Sharding with HASH distribution using varchar field

JJ Kilduff 46 Reputation points

Hi there,

I have some documentation about which sharding pattern to use to distribute the data when creating a table:

This says specifically Do not distribute on varchar format.

For example - say I have a table with a [StoreId] field which would be an obvious key to use in a Hash except it is a varchar format. See rough example below:

create table [dbo].[InventoryData](
various fields
[StoreId] [varchar] (20)
more fields

clustered columnstore index,
distribution = HASH (StoreId)

This question appeared on a sample exam for Synapse. If StoreId had been a numeric or int type I would have picked for the hash but I didn't because it was a varchar. The question was marked wrong. So I'd like to know why you aren't supposed to use varchars as the answer to the question seems to contradict the advice.

Azure Synapse Analytics
Azure Synapse Analytics
An Azure analytics service that brings together data integration, enterprise data warehousing, and big data analytics.

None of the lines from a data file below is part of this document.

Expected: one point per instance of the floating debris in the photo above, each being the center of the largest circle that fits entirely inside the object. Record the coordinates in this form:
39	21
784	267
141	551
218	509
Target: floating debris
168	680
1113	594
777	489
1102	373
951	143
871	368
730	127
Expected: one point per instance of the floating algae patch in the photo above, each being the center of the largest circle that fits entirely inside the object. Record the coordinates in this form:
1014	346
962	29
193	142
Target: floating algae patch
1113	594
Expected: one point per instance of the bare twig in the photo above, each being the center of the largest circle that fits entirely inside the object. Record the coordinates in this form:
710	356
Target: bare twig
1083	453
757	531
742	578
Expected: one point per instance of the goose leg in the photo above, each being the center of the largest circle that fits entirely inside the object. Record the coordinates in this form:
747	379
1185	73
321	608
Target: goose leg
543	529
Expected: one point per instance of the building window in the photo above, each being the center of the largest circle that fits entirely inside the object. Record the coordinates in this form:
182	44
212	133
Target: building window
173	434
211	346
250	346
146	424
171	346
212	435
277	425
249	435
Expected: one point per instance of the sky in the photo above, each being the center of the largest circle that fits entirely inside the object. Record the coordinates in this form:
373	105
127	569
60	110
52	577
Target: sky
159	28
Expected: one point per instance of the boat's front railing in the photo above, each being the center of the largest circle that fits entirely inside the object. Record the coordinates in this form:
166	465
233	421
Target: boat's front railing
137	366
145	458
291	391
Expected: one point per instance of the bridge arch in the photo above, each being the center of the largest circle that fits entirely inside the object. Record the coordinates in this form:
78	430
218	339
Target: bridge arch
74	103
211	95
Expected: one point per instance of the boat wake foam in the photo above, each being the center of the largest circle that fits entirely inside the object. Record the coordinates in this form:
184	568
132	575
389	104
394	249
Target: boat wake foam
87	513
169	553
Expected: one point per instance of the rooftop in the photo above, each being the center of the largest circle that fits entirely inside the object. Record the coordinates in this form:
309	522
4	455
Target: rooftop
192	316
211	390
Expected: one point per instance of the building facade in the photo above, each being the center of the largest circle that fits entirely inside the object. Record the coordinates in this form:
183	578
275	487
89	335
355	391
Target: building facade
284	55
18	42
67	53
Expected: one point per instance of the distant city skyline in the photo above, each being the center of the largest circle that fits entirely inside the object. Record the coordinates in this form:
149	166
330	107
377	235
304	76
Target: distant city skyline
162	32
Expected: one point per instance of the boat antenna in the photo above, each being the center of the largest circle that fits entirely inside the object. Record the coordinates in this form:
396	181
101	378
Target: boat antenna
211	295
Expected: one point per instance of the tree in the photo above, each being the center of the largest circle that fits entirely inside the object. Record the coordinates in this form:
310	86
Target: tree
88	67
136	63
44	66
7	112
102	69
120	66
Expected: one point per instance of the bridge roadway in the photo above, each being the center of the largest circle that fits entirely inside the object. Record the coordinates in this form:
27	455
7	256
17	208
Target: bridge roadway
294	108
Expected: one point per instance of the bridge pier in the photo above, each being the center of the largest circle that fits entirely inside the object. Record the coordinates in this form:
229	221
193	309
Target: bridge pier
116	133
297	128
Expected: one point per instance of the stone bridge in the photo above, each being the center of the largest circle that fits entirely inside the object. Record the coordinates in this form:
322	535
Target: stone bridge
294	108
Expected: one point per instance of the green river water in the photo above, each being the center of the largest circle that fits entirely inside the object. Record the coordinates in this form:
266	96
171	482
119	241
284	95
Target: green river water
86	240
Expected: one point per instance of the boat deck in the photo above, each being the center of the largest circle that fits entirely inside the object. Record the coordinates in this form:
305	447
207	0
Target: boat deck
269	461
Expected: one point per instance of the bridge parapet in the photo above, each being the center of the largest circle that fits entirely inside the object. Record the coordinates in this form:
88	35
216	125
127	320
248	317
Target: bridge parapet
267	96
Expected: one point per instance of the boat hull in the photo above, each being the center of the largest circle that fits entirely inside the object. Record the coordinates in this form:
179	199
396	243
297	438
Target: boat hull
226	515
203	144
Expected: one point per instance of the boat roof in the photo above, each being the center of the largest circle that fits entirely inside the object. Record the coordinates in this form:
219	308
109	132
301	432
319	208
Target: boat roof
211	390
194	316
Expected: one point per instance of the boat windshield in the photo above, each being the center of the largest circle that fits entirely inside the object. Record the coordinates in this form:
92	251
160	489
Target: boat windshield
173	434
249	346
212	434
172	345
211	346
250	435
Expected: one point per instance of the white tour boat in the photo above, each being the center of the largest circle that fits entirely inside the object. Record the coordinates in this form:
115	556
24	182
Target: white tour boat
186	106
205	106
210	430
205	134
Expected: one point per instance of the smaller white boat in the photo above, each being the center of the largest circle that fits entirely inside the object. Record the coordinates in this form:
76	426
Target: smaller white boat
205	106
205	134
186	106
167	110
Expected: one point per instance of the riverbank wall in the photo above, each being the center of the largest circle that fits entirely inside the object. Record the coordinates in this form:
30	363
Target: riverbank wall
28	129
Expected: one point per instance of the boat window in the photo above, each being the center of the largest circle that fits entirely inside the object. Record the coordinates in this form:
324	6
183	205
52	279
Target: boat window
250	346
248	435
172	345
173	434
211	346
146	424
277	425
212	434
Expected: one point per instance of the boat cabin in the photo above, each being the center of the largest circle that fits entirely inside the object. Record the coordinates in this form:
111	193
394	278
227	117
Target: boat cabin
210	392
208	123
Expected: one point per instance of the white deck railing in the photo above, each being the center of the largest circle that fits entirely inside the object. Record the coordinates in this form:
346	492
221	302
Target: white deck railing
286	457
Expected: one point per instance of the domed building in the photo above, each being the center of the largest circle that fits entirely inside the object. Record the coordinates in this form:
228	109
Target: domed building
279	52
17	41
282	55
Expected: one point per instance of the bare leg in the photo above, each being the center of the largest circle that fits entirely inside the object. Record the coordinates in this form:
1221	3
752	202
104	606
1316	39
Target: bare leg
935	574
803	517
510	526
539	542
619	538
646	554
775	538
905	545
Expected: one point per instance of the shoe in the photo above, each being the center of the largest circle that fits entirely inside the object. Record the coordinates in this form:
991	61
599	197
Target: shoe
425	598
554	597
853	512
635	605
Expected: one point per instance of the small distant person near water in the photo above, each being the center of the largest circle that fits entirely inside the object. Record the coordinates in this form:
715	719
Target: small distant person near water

Previously known as Azure SQL Data Warehouse.
2,842 questions
No comments
{count} votes

Accepted answer
  1. David Browne - msft 3,756 Reputation points

    That guidance does not appear in the official documentation. Guidance for designing distributed tables using dedicated SQL pool in Azure Synapse Analytics. If the column is otherwise a good candidate (and StoreId is often good in retail, so long as there are lots of stores and they are roughly the same size), you shouldn't let the data type stop you.

1 additional answer

Sort by: Most helpful
  1. JJ Kilduff 46 Reputation points

    The link I provided was from Microsoft which was why I questioned it. But I think your answer is probably correct. I have posted a screenshot of the section that said this.